Experimental induction of chronic aflatoxicosis in chickens
1: Poult Sci. 1984 Mar;63(3):485-91.
Experimental induction of chronic aflatoxicosis in chickens by purified
aflatoxin B1 and its reversal by activated charcoal, phenobarbital, and
Dalvi RR, McGowan C.
Aflatoxin B1 (AFB1) caused dose-dependent reductions in weight gain and
feed consumption when day-old Hubbard X Hubbard broiler type chicks were
maintained on a diet contaminated with either 0, 2.5, 5, or 10 ppm
purified AFB1 for 8 weeks. Although changes in these parameters were
detected at the 2.5 and 5 ppm, the most profound changes were evident at
10 ppm contamination. The concentration of cytochrome P-450 in hepatic
microsomes, measured at the end of 8 weeks, also showed dose-dependent
decreases. Cytochrome P-450 content in chickens receiving 2.5, 5, and 10
ppm AFB1 was 16, 28, and 65%, respectively, less than the control.
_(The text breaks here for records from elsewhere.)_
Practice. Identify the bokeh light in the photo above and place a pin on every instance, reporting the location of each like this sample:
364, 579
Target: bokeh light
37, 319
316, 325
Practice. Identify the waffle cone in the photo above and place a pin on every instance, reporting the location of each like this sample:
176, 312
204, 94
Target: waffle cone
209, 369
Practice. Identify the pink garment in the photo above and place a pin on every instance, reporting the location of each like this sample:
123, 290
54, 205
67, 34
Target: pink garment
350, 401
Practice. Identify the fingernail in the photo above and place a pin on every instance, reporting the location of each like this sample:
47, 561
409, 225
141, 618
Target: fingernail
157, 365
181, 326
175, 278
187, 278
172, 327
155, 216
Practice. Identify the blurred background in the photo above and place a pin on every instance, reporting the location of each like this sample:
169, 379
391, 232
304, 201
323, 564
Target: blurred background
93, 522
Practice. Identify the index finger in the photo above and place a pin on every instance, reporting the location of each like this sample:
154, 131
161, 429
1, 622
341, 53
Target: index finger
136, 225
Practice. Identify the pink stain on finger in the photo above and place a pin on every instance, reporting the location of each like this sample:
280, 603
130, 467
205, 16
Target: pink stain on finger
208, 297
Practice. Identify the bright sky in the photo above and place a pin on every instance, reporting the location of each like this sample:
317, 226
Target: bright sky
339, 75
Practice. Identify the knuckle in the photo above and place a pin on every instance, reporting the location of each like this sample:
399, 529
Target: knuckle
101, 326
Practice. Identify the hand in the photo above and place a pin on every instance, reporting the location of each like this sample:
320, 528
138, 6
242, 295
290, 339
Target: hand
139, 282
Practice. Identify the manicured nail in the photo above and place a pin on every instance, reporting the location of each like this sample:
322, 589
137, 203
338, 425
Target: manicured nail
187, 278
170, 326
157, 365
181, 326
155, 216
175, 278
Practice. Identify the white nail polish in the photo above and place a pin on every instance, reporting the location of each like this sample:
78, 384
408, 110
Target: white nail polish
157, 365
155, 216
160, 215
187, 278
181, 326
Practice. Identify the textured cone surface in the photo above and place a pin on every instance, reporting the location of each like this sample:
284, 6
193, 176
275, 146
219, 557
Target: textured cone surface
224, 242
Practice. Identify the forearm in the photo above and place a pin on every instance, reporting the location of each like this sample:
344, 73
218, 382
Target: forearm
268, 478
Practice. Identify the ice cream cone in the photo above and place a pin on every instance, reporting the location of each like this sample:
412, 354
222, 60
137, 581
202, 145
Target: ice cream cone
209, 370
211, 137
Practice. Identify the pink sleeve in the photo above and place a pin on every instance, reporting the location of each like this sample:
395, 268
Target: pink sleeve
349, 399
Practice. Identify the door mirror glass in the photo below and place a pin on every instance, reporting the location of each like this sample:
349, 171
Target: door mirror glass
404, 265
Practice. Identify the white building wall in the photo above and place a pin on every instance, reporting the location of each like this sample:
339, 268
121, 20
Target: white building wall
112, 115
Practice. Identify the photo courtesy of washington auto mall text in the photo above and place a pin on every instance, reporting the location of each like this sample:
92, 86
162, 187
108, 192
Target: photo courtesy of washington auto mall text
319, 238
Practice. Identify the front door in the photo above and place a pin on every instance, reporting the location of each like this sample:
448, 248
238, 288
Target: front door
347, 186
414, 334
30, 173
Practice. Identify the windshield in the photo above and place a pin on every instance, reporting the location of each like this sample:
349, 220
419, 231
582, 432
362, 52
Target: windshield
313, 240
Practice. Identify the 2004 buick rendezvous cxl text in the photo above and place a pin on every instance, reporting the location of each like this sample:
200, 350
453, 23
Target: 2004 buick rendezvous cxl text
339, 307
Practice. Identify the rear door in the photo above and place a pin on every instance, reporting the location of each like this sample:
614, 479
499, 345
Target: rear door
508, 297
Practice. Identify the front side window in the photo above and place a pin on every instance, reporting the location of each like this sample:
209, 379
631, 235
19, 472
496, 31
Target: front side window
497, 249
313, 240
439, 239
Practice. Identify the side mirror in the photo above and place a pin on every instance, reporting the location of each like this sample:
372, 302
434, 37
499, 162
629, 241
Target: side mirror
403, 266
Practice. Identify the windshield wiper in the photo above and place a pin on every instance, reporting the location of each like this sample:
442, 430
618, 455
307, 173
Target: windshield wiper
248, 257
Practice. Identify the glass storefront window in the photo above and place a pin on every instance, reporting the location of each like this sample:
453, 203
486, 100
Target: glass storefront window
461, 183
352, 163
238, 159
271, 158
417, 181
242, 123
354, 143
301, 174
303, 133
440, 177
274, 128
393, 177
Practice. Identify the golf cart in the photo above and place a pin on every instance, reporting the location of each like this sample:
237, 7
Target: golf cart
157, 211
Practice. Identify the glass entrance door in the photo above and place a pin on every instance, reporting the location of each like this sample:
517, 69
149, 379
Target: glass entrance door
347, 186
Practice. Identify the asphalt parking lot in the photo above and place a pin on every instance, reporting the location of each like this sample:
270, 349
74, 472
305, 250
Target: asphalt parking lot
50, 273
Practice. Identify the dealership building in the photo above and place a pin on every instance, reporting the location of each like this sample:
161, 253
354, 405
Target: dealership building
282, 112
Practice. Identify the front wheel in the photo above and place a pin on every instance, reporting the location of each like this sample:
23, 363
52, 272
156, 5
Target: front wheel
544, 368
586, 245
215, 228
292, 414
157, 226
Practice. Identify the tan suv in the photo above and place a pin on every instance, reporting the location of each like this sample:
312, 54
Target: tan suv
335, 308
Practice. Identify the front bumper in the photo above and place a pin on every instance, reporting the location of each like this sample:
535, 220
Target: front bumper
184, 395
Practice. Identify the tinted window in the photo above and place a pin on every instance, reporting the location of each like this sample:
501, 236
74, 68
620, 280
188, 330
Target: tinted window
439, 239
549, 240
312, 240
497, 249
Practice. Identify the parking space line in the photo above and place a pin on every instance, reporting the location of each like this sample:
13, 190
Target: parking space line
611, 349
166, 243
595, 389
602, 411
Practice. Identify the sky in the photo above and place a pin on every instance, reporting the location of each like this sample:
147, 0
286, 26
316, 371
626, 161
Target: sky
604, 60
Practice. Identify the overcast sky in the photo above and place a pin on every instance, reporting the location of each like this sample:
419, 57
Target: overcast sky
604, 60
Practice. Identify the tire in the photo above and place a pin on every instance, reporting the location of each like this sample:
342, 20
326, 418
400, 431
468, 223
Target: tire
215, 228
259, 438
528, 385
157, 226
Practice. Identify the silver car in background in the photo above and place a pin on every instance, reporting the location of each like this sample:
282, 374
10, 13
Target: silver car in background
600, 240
Microsomal benzphetamine N-demethylase activity was not inhibited by 2.5
or 5 ppm, but ingestion of 10 ppm AFB1 reduced its activity by more than
40%. Serum glutamic oxalacetic transaminase (SGOT) levels of chickens
receiving 10 ppm AFB1 increased by more than 100%, indicating
substantial liver damage. However, birds simultaneously receiving 10 ppm
AFB1 and activated charcoal (.1% in the feed) or either reduced
glutathione (.05%) or phenobarbital (.05%, given intermittently) in
their drinking water showed a trend of improvement in feed consumption
(less than 10% reversal) and weight gain (less than 28% reversal) over
the birds receiving 10 ppm AFB1 alone. The results also indicate that
the simultaneous presence of these agents with AFB1 considerably
prevented the inhibitory effect of AFB1 on the microsomal cytochrome
P-450 and benzphetamine N-demethylase activity. Furthermore, these
agents were able to provide moderate protection against AFB1-induced
liver injury manifested by elevation of SGOT activity.